Scope-Triggered Activities

These Activities apply only when the Assessment Scope includes the relevant trigger. When applicable, they become part of the reviewed subset:

  • HRa1.2 — when the assessed party has Tier 1 Suppliers of goods or materials in scope.
  • HRa2.3 — when Tier 1 Suppliers are in scope and supplier living wage expectations are within scope.
  • HRa2.4 — when Tier 1 Suppliers are in scope and supplier decent work conditions are within scope.
  • HRa2.7 — when Tier 1 Suppliers are in scope and supplier procurement-related human-rights impacts have been identified or require review.
  • HRa2.5 — when tenant labor practices fall within scope or the assessed party has relevant leasing, contractual, reporting, or operational authority.
  • HRa2.6 — when tenant decent work conditions fall within scope or the assessed party has relevant leasing, contractual, reporting, or operational authority.
  • IAa2.4 — when community members, occupants, residents, visitors, or other non-worker impacted parties need a project- or asset-level grievance channel within scope.
  • HRa4.2 — when the scope includes external education, supplier capacity-building, sector-level engagement, market leadership, or comparable external capability-building.
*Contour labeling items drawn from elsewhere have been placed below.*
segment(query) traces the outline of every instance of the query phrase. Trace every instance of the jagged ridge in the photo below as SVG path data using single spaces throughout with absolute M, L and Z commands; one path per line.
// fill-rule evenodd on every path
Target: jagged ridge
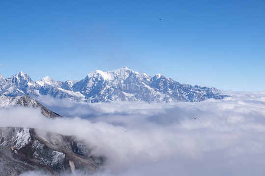
M 81 169 L 87 174 L 100 169 L 106 159 L 74 136 L 27 128 L 0 128 L 0 175 L 18 176 L 36 171 L 59 176 Z
M 53 112 L 41 104 L 37 100 L 34 100 L 27 95 L 8 97 L 0 96 L 0 108 L 8 108 L 16 106 L 23 106 L 33 108 L 40 108 L 41 113 L 48 118 L 54 118 L 61 117 L 60 115 Z
M 96 70 L 79 81 L 61 82 L 46 77 L 33 82 L 22 72 L 8 79 L 0 74 L 0 94 L 27 95 L 33 98 L 48 95 L 56 98 L 91 103 L 193 102 L 227 96 L 219 94 L 215 88 L 181 84 L 159 74 L 152 77 L 126 67 L 106 72 Z

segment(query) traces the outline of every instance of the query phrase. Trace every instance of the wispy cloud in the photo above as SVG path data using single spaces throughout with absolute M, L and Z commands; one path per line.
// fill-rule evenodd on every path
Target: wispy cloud
M 97 176 L 262 176 L 265 93 L 230 93 L 193 103 L 61 102 L 66 108 L 53 100 L 57 110 L 83 118 L 48 119 L 39 110 L 16 108 L 0 110 L 0 125 L 80 136 L 108 158 Z

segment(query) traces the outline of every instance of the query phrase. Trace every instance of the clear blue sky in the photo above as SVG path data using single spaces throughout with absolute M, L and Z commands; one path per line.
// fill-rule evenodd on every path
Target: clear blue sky
M 5 77 L 80 80 L 125 66 L 265 91 L 265 0 L 0 0 Z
Proportionate due diligence

Required + Scope-Triggered Activities combine into a proportionate review for each assessed-party profile:

  • Reporting entity with global goods supply chain and tenants — Required + applicable supplier oversight, tenant relationship, community grievance, and capacity-building Activities.
  • Reporting entity with goods supply chain and no tenants — Required + applicable supplier oversight Activities.
  • Tier 1 vendor with its own goods supply chain — Required + applicable supplier oversight Activities.
  • Tier 1 service-only vendor with no goods supply chain — Required only, when the scope supports that determination.
  • Property owner or manager with tenants and no goods supply chain — Required + applicable tenant relationship and community grievance Activities.

Determination

Binary — the assessed party either achieves the SEAL or does not. To achieve it, complete all Required Activities, complete all applicable Scope-Triggered Activities, and meet the Bronze-equivalent minimum point threshold for the applicable subset.

The SEAL may not be awarded where credible evidence shows active, unremediated modern slavery, forced labor, child labor, trafficking, or refusal to provide required evidence within the Assessment Scope. Such findings must be resolved, remediated, or documented through an approved corrective action process before the SEAL can be granted.

Leading Practice

Assessed parties that achieve Gold- or Platinum-equivalent thresholds across the applicable subset may receive the SEAM Ethical Procurement SEAL — Leading Practice distinction. This recognizes advanced implementation within the reviewed scope; it is not a legal conclusion or a guarantee that human-rights harms are absent.